How many brains do you have? It may seem like an easy question – but ask a biologist, and you might be surprised by what they say. See, there’s actually a whole bunch of brains in our bodies: specifically, the “mini brains” of our organs – vast neuronal networks that send and receive information to that big wrinkly lump in our skulls.
Of course, there are a few differences between those “mini brains” and our actual brain. For one thing, our actual brain is chock-full of star-shaped multitasking cells called astrocytes. These cells play a crucial role in building and maintaining neural networks in the brain and spine, but aren’t thought to live anywhere else in the body – which is weird, right? If they’re so important, why wouldn’t they be found in other places too?
Well, according to a new study published recently in the journal PLOS BIOLOGY, they are. In a discovery that surprised even the researchers responsible, a new type of cell resembling astrocytes has been found in the heart. Dubbed “nexus glia” because of their net-like appearance around the heart, the team behind the discovery believe these new cells may hold the key to how we understand heart disease and defects in the future.
“For me the definition of great science is something that you discover that opens up even more questions,” said study co-author Cody Smith. “This, I think, is the definition of that.”
Astrocytes belong to a class of cells known as glial cells – the name comes the Greek for “glue,” the only function the 19th-century neurologists who discovered the cells were able to ascertain for them. These days, we know a bit more about glial cells, but not everything – we know they can be found throughout the body, including organs like the pancreas, spleen, lungs, and intestines, for instance, but we don’t know precisely what they do there.

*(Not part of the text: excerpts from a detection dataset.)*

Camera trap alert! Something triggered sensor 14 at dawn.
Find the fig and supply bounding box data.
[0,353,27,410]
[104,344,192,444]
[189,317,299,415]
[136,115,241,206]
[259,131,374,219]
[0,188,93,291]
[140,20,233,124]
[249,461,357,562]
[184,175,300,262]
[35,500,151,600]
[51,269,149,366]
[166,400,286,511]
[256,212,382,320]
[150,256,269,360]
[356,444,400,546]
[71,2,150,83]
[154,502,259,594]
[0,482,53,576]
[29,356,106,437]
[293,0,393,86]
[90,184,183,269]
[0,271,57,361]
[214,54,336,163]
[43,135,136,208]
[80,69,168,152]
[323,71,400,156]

Neither is it clear why astrocytes in particular, so crucial to neuron function in the brain, seem basically non-existent in the peripheral nervous system (PNS) – that is, the parts of the body connected by nerves outside of the brain and spinal cord.

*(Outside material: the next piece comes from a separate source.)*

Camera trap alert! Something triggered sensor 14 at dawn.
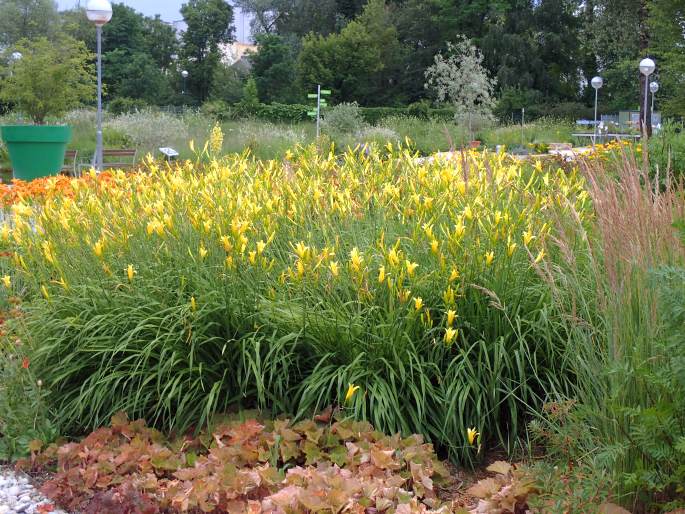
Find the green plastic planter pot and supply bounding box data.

“We were puzzled,” Smith explained, “so we searched for glial like cells in the PNS.”
“Really, [first author] Nina Kikel-Coury searched!” he added. “Nina came to my office every week with more data that supported a glial identity, many of which I was admittedly unconvinced by … Eventually the data became too much to dismiss.”
To begin with, the team looked at zebrafish – an animal that’s rapidly become the guinea pig of choice for scientists modeling diseases in recent years. They discovered a type of cell in the zebrafish heart that seemed to behave like astrocytes – and cross-species analysis revealed the same cells in human and mouse hearts. Formed before birth from the same group of cells that eventually go on to build our faces and smooth muscles, the cells spread out through the heart from the outflow tracts – and that provided an important clue as to the nexus glia’s function.

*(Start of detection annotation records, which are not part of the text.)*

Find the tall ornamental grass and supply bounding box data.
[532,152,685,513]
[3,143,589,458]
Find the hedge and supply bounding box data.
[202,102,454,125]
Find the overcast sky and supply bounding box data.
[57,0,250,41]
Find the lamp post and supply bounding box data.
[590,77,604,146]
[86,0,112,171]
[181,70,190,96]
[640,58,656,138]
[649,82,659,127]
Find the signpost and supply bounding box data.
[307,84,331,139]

“’This is fascinating because the outflow tract is defective in 30% congenital heart diseases’ Nina explained … Scoring heart beats she noticed increased heart rates when nexus glia were disrupted,” wrote Smith.
What’s more, when the nexus glia were deprived of a key glial development gene, the heartbeat became irregular. “I thought that if we could find a new cellular piece to the cardiovascular puzzle, it could be foundational for future work,” explained Kikel-Coury.